We made our way past Cromwell Green and after a security search discovered ourselves in the magnificent Westminster Hall which was originally built in 1097. We were told to walk through the hall and ask at the information point at the far end where to go. We didn’t hurry, we ambled, taking in the magnificent architecture that towered above us.
The next guard told us to take a certain corridor and someone would direct us at the far end.
Book cases with dusty tomes and solid wooden doors into committee rooms lined the way as we strolled through the corridors of power apparently alone (although I’m sure that we being carefully monitored by hidden security cameras: perhaps the heads on the stone statues slowly turned as we walked past).
Our destination was the Cholmondeley room (for American readers this is pronounced ‘chumley’, don’t ask why, I have no idea – it just is)
At last, having had the most extraordinary unguided tour of Parliament, we found ourselves in the heart of the FTCT reception. Although we had missed the speeches and some guests were already leaving, the party was still in full swing and soon we were shaking hands and being photographed.
I was able to chat to one of the trustees whose role it is to decide how to distribute the various grants and she told me some desperately moving stories of families in deep financial hardship. In one case a young boy was suffering from cancer and the charity helped to pay for treatment. Sadly he would ultimately succumb to the disease, but the FTCT’s association with is family was not finished and they were able to offer £250 to buy the boy’s sister a bicycle, which went a tiny way to ease the pain of her loss.
And that is the remarkable thing about the FTCT: it is not one of the big ‘we-need-as-much-money-as-we-can-get-for-life-changing-research’ charities, it is a charity that touches and changes people’s lives at the most basic level.
Charles Dickens would certainly be proud of the work being carried out so many years on. We chatted, we listened, we networked. Hopefully I can be closely associated with the FTCT in the future and assist them in their efforts to raise their profile, as well as helping to raise funds.
The Cholmondeley Room was hot and during a lull in the conversation Liz and I took our drinks to the terrace and stood gazing at the mighty River Thames which flows (in a more youthful manner), through our home town of Abingdon.
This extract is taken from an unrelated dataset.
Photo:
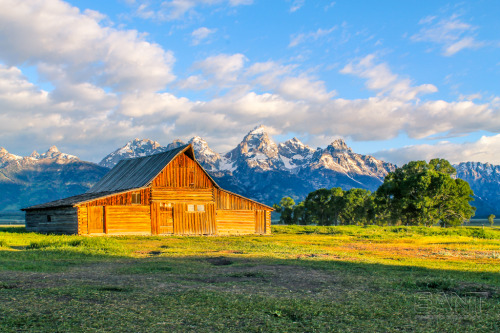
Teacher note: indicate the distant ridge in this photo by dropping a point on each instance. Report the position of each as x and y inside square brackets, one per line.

At 9pm an announcement was made that we had to vacate the room and everyone collected their coats and made their way outside. As we passed through the gate we glanced up at the Victoria Tower (the one that doesn’t have Big Ben inside it) and noticed that the Union Flag was flying at half-mast in honour of the MP Jo Cox, who had been shockingly murdered in her constituency earlier in the day.
Liz and I quickly flagged down a taxi and returned to Paddington Station where we found….all trains were cancelled thanks to the earlier derailment. We took a tube to Marble Arch and brought two tickets on the bus back to Oxford (of course our car was still in its puddle at Didcot, meaning we would have to book yet another taxi from the bus stop in Oxford to home, and collect the car – possibly with a parking ticket attached – on the following morning.)
As the bus made its way through west London we noticed a glow on the horizon, and saw the arch of Wembley Stadium lit up in rainbow colours as a show of respect to the victims of the Orlando shooting. Along with the sombre flag hanging from its pole on the roof of Parliament, the rainbow arch was a vivid reminder of sheer hatred and horror across the globe, and yet we had spent the evening with genuine, caring, generous people who only want the best for the society that they live in, and it is that spirit which will always win through in the end.
Despite the occasional evidence to the contrary, the world is inherently a good place.